Today, in Syft we have a number of catalogers that end up having overlap in the packages they surface and the files they read. An example of this is: a user installs curl with a package manager and the RPM cataloger finds this package, but the binary cataloger also finds the curl binary and creates a second package of a different type. When this happens, Syft by default will create an ownersip-by-file-overlap relationship between these packages, and a post-cataloging process by default will remove the secondary packages based on this relationship, so users don’t typically see the binary version but only the more correct package-manager version.
As far as I can tell, this deduplication is useful in order to:
- provide the best SBOM to the end user, and by association:
- avoid vulnerability false positives due to more accurate information from package manager vulnerability feeds and the versions used
Beyond these purposes, I’m having a hard time finding the value of the relationships. Maybe Syft has an option to disable the deduplication if a user really wants that, but why not just have a specific function to do so without adding relationships only to later remove them?

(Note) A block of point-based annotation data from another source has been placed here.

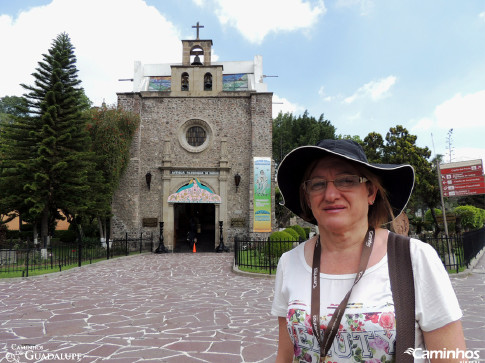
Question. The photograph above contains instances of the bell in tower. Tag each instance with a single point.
(196, 61)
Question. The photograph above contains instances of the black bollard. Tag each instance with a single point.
(161, 247)
(221, 247)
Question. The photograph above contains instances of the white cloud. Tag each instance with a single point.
(374, 90)
(281, 104)
(107, 37)
(463, 111)
(255, 19)
(459, 111)
(365, 6)
(464, 114)
(324, 96)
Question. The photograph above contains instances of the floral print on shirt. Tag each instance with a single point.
(367, 337)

We really want Grype to only match on the package manager versions, but there’s already a custom function to filter these out, but this only works because Grype knows which feeds provide better results and making part of that determination in Syft seems like the wrong place to do it.
So, this is all pretty long-winded way of asking: should we get rid of the ownership-by-file-overlap relationship altogether and simply have deduplication functionality that operates without these relationships?